Statt dem Antivir (oder wenn dieses nichts findet) tut es auch "AdAware" oder "Spybot Search & Destroy" (einfach mal danach über Google suchen, hab jetzt leider keinen Link)


Dunsti


----------



## Johannes Postler (31. Dezember 2003)

Es gibt da so ein Tool - noURL heisst es glaube ich - mit dem man verhindern kann, dass die Startseite im IE verändert wird.

tirolausserfern


----------



## eDreamer (1. Januar 2004)

AdAware und Norton hab ich schon durchlaufen lassen, ohne Erfolg. 
Ich machs nochmal.


----------



## Andreas Dunstheimer (1. Januar 2004)

> _Original geschrieben von eDreamer _
> *AdAware und Norton hab ich schon durchlaufen lassen, ohne Erfolg.
> Ich machs nochmal. *



Sind diese beiden auch auf den aktuellsten Stand? 


Dunsti


----------



## remuen (3. Januar 2004)

Hallo eDreamer

Ein ähnliches Problem hat mich kürzlich beinahe zur Verzweiflung gebracht. 

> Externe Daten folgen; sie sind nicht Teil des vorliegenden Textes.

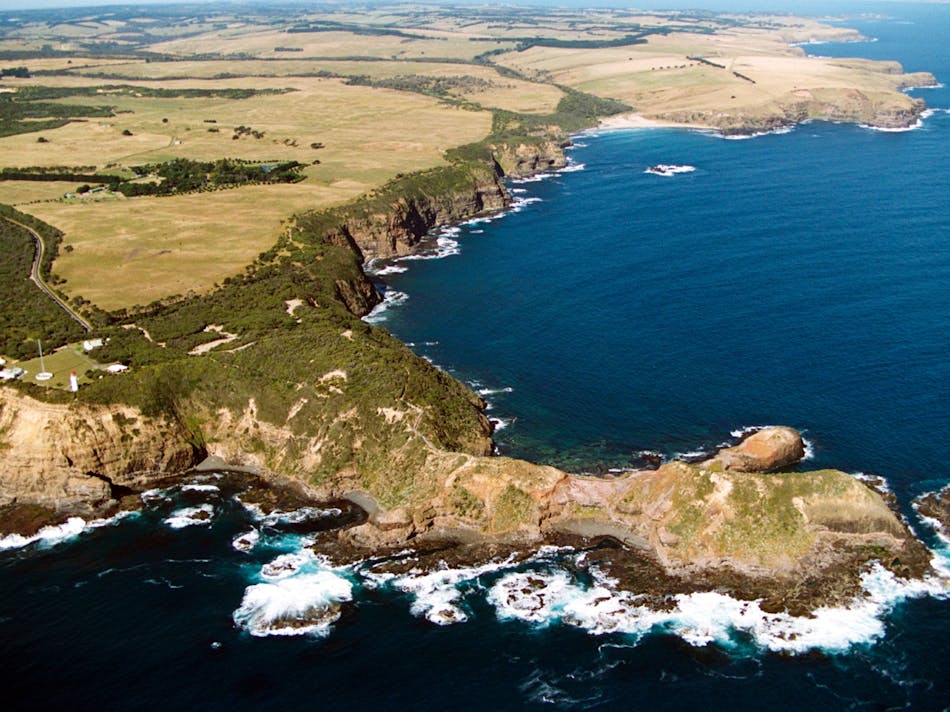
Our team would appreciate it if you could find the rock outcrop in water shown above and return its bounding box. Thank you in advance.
[340,165,511,259]
[703,427,805,472]
[334,428,927,588]
[0,135,927,608]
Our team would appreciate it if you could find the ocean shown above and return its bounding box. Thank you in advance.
[0,3,950,710]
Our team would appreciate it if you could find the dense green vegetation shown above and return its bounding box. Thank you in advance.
[0,158,304,197]
[346,74,493,99]
[109,158,304,197]
[0,206,84,359]
[287,20,431,40]
[0,84,292,137]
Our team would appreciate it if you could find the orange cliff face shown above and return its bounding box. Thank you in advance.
[0,388,202,515]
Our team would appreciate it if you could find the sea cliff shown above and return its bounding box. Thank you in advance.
[0,132,929,605]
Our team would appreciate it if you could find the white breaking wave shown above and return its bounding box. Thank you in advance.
[366,264,409,277]
[231,529,261,551]
[366,561,510,625]
[488,564,950,653]
[242,498,343,526]
[232,569,353,637]
[859,109,937,133]
[508,198,542,213]
[261,552,312,581]
[643,163,696,178]
[712,122,807,141]
[475,386,515,396]
[139,486,175,504]
[164,504,214,529]
[511,173,555,185]
[181,484,221,492]
[0,512,138,551]
[850,472,892,492]
[363,289,409,324]
[491,418,515,433]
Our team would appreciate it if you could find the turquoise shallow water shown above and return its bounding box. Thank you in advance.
[0,3,950,710]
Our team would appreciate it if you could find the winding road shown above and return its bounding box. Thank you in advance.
[0,216,92,331]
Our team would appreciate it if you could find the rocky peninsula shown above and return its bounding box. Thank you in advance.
[0,4,948,613]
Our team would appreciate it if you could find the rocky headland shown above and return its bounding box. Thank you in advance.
[0,136,944,610]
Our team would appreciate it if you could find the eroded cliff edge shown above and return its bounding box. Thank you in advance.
[0,140,929,605]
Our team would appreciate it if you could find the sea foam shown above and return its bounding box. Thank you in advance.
[0,511,138,551]
[488,564,948,654]
[164,504,214,529]
[363,289,409,324]
[232,569,353,637]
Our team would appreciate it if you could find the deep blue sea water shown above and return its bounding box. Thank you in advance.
[0,3,950,710]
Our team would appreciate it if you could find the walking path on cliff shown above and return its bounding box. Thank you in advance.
[3,217,92,331]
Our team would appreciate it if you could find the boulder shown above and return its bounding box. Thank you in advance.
[710,426,805,472]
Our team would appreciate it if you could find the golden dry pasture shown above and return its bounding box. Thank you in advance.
[0,5,926,308]
[499,26,923,123]
[7,77,491,308]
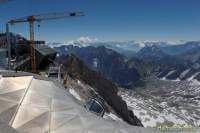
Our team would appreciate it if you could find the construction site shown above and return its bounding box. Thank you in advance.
[0,12,84,73]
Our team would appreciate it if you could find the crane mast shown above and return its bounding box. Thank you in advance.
[6,12,84,72]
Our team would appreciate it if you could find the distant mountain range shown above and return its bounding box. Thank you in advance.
[55,45,140,86]
[47,37,200,58]
[54,41,200,87]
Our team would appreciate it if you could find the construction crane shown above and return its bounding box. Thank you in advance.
[6,12,84,72]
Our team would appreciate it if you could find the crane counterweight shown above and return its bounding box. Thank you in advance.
[6,12,84,72]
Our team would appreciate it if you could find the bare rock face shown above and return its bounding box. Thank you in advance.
[57,55,143,126]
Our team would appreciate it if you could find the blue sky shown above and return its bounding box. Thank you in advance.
[0,0,200,42]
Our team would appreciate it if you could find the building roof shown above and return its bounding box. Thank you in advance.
[0,72,196,133]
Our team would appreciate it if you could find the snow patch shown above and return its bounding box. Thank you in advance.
[180,69,190,78]
[69,88,82,101]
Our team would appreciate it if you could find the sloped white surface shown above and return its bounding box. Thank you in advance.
[0,76,181,133]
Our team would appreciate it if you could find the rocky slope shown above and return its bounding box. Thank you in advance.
[121,77,200,127]
[57,55,142,126]
[55,45,140,86]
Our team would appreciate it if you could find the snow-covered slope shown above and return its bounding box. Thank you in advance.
[121,80,200,127]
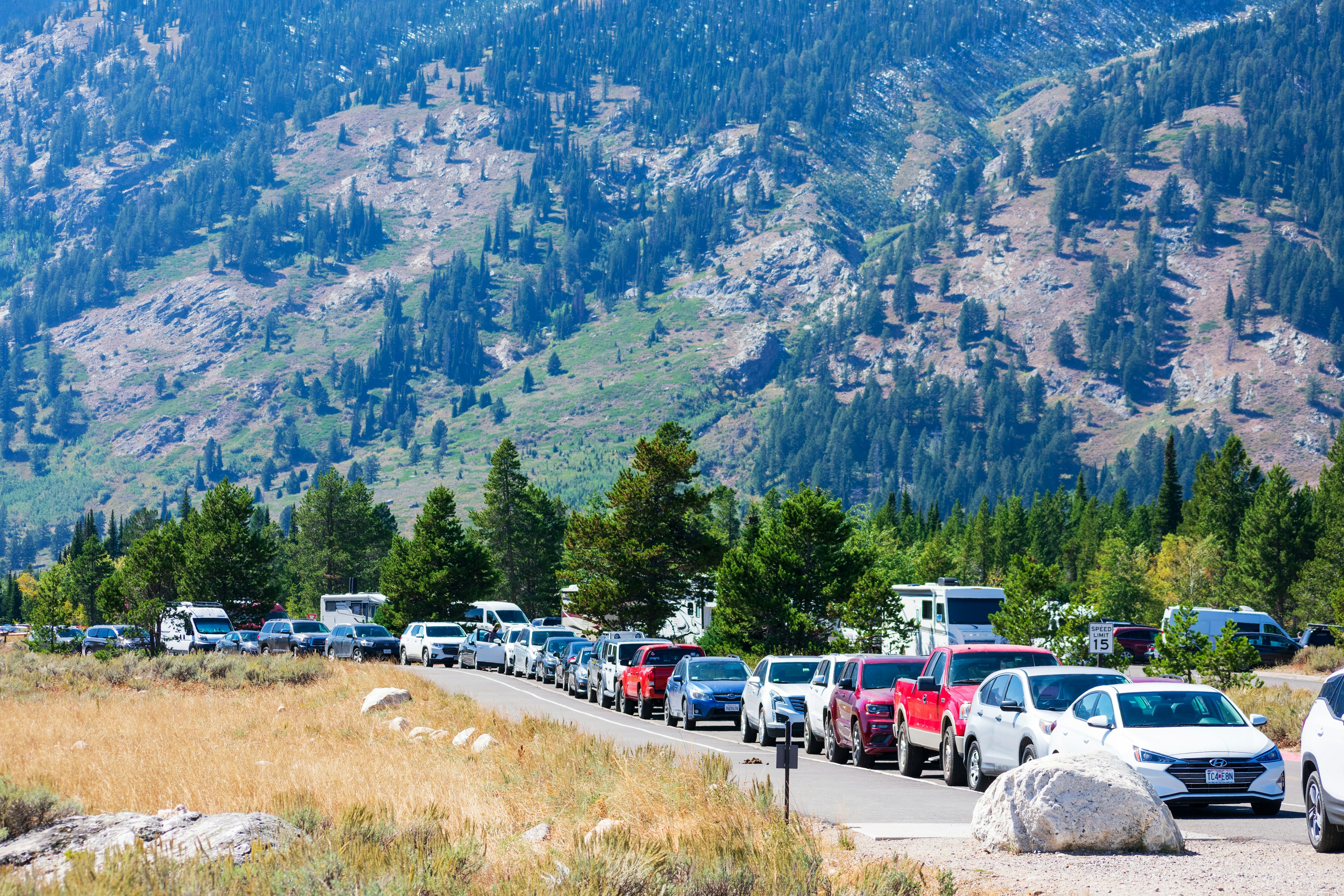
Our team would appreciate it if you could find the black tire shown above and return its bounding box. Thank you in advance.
[802,713,827,756]
[849,719,874,768]
[757,707,778,747]
[825,719,849,766]
[941,728,966,787]
[1302,771,1344,853]
[896,719,929,778]
[966,740,989,794]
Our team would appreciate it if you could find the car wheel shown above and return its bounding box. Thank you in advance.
[942,728,966,787]
[1304,771,1344,853]
[896,719,926,778]
[1251,799,1283,818]
[966,740,989,794]
[757,707,776,747]
[849,719,872,768]
[802,713,827,756]
[825,719,849,766]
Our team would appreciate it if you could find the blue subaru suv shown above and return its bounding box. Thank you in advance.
[663,657,751,731]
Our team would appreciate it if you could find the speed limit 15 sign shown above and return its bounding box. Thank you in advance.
[1087,622,1115,656]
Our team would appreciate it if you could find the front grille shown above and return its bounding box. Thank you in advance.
[1167,759,1265,794]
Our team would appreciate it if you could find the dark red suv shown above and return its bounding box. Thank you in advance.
[827,656,927,767]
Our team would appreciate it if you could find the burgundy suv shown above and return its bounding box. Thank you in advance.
[827,656,929,768]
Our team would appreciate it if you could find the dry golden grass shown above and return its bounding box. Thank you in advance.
[0,661,989,896]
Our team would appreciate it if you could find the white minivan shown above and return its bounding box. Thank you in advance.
[1161,607,1297,641]
[163,601,234,653]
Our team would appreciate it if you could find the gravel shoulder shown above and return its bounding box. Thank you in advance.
[844,832,1344,896]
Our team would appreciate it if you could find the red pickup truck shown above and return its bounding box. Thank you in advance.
[895,643,1059,786]
[621,643,704,719]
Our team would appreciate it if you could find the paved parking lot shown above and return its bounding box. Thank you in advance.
[413,666,1306,844]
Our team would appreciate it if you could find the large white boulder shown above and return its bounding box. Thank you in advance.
[970,752,1185,853]
[360,688,411,712]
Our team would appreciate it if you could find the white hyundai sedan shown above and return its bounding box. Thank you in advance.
[1050,682,1285,816]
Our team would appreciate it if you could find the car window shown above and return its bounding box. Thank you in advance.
[859,659,923,688]
[980,676,1008,707]
[1118,691,1246,728]
[1028,672,1126,712]
[947,650,1059,685]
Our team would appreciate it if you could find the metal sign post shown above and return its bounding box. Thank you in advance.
[1087,622,1115,666]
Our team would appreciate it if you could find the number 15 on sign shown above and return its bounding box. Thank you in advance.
[1087,622,1115,656]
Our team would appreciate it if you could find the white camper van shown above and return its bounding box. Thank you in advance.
[895,579,1008,657]
[1163,607,1297,641]
[317,591,387,629]
[163,601,234,653]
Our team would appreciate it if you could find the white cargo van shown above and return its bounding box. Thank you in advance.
[895,579,1008,657]
[163,601,234,653]
[1161,607,1297,641]
[317,591,387,629]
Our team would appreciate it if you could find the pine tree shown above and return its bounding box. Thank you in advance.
[1157,430,1185,535]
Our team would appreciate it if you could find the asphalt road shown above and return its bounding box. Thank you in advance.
[413,666,1306,844]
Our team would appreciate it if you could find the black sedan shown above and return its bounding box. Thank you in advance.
[327,623,400,662]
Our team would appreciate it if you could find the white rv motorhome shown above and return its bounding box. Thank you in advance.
[317,591,387,629]
[895,579,1008,657]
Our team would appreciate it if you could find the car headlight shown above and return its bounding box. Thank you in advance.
[1134,747,1180,766]
[1251,747,1283,762]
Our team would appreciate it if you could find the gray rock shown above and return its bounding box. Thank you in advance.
[0,811,300,878]
[970,752,1185,853]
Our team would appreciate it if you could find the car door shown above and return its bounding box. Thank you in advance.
[974,673,1009,771]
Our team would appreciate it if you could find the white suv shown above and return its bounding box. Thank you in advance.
[508,626,574,678]
[1302,672,1344,853]
[742,657,821,747]
[400,622,466,668]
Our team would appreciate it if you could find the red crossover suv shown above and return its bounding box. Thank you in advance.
[621,643,704,719]
[825,657,926,768]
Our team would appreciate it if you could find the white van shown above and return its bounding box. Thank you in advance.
[1161,607,1297,641]
[163,601,234,653]
[462,601,532,631]
[317,591,387,629]
[883,579,1008,657]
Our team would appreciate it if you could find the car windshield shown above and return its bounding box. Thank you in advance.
[1027,673,1125,712]
[644,648,700,666]
[947,598,1003,626]
[859,658,925,688]
[947,650,1059,685]
[1118,691,1246,728]
[687,659,751,681]
[769,659,819,685]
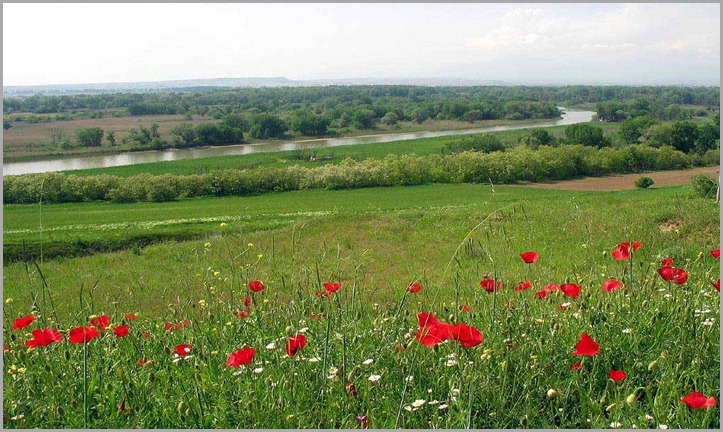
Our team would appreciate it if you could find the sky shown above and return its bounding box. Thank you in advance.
[3,3,720,85]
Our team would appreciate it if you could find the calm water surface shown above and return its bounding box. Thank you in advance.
[3,108,595,175]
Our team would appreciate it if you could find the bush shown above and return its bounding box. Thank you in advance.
[635,177,655,189]
[690,174,719,199]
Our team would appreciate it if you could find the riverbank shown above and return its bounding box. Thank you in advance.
[3,110,594,175]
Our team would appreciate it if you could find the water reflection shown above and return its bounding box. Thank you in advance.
[3,110,595,175]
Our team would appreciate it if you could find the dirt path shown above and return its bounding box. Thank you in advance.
[525,165,720,191]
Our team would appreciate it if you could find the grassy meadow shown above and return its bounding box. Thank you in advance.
[3,180,720,429]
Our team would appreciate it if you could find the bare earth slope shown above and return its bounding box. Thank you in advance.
[525,165,720,191]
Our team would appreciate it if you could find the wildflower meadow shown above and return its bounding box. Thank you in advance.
[3,186,720,429]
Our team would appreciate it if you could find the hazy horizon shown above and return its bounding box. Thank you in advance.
[3,3,720,86]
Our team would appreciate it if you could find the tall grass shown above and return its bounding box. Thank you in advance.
[3,188,720,428]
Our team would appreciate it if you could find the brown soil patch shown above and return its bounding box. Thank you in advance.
[525,165,720,192]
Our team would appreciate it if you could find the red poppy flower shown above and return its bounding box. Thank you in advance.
[113,326,130,337]
[560,284,580,299]
[25,328,63,348]
[479,279,502,292]
[233,310,249,319]
[286,334,306,357]
[68,326,100,344]
[448,323,484,348]
[520,252,540,264]
[608,371,628,382]
[613,242,642,260]
[226,348,256,367]
[417,312,451,347]
[603,279,623,292]
[407,282,422,293]
[515,281,532,291]
[90,315,110,331]
[572,333,600,356]
[658,267,688,285]
[324,282,341,294]
[173,344,193,357]
[679,392,715,409]
[542,284,560,292]
[249,281,266,292]
[344,382,359,397]
[13,315,35,330]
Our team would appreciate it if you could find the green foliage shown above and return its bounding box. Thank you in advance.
[75,127,104,147]
[3,145,693,204]
[442,134,505,154]
[290,109,330,136]
[249,114,286,139]
[690,174,720,199]
[635,177,655,189]
[2,185,720,429]
[671,122,698,153]
[520,128,557,150]
[565,123,610,147]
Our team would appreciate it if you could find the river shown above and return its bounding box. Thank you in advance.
[3,107,595,176]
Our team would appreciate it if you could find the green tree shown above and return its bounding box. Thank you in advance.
[672,121,698,153]
[291,109,330,136]
[75,127,104,147]
[249,114,287,139]
[618,116,657,144]
[382,111,399,126]
[694,123,720,153]
[565,123,610,147]
[520,129,556,149]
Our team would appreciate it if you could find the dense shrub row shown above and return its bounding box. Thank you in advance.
[3,144,718,204]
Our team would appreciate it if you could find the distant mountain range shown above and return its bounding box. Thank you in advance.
[3,77,507,96]
[3,74,720,96]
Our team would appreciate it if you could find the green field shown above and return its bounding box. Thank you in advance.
[3,181,720,428]
[55,124,584,177]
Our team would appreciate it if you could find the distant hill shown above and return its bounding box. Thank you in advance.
[3,77,506,96]
[3,77,296,96]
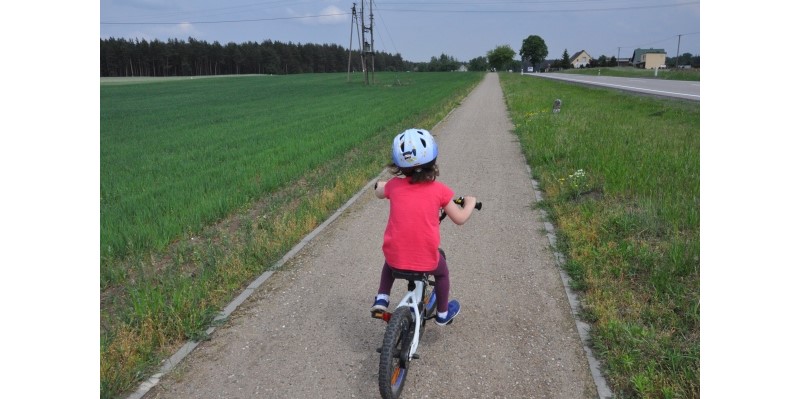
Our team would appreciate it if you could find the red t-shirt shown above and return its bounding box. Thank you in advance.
[383,177,453,272]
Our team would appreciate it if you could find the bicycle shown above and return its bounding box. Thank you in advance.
[372,197,482,399]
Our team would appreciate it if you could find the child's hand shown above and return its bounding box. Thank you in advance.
[464,195,478,208]
[375,181,386,199]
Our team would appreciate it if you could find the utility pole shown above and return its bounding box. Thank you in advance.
[347,3,361,82]
[361,0,375,85]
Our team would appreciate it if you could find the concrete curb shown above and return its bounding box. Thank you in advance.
[525,165,614,399]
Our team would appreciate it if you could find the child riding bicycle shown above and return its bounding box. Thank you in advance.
[370,129,476,326]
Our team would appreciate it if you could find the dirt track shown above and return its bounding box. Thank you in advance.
[145,74,598,399]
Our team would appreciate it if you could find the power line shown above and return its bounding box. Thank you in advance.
[383,1,700,14]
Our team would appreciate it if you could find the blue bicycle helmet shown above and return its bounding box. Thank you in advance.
[392,129,439,168]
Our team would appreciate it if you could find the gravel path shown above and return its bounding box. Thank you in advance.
[145,74,598,399]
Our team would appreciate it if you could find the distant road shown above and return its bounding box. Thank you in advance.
[526,73,700,101]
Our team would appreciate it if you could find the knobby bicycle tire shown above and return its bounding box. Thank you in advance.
[378,307,414,399]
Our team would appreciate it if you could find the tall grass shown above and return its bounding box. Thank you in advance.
[100,73,483,398]
[501,74,700,398]
[559,67,700,82]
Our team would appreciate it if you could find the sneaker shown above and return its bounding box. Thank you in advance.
[436,299,461,326]
[369,297,389,313]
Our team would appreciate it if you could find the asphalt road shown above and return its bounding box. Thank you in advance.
[526,72,700,101]
[138,73,602,399]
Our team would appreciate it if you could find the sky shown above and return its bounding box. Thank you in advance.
[100,0,700,62]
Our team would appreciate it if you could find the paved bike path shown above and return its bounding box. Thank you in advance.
[145,74,598,399]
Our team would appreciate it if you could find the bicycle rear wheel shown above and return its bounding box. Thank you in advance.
[378,306,414,399]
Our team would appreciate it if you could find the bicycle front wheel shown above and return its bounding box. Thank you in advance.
[378,306,414,399]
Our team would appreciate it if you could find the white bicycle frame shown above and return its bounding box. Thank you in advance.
[394,280,425,360]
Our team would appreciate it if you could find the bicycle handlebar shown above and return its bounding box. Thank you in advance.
[439,197,483,223]
[453,197,483,210]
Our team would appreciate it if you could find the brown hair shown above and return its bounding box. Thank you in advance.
[389,159,439,184]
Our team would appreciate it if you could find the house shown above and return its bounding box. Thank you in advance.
[631,48,667,69]
[569,50,592,68]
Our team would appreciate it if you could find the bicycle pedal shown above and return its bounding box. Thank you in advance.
[370,310,392,323]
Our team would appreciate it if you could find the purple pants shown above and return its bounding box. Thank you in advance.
[378,253,450,312]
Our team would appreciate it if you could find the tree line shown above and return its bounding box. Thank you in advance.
[100,38,415,77]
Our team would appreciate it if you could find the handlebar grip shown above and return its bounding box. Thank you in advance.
[453,197,483,210]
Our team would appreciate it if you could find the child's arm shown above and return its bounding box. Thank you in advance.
[444,196,477,225]
[375,181,386,199]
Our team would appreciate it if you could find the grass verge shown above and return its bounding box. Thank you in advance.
[559,67,700,82]
[501,74,700,398]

Schau doch mal hier  http://www.tutorials.de/tutorials139122.html nach, vielleicht hilft Dir meine Lösung weiter.

Gruss
René


----------



## eDreamer (3. Januar 2004)

wow danke, vielen Dank.

diese CWShredder Software hat das Problem beseitigt.

Noch mal vielen Dank.


----------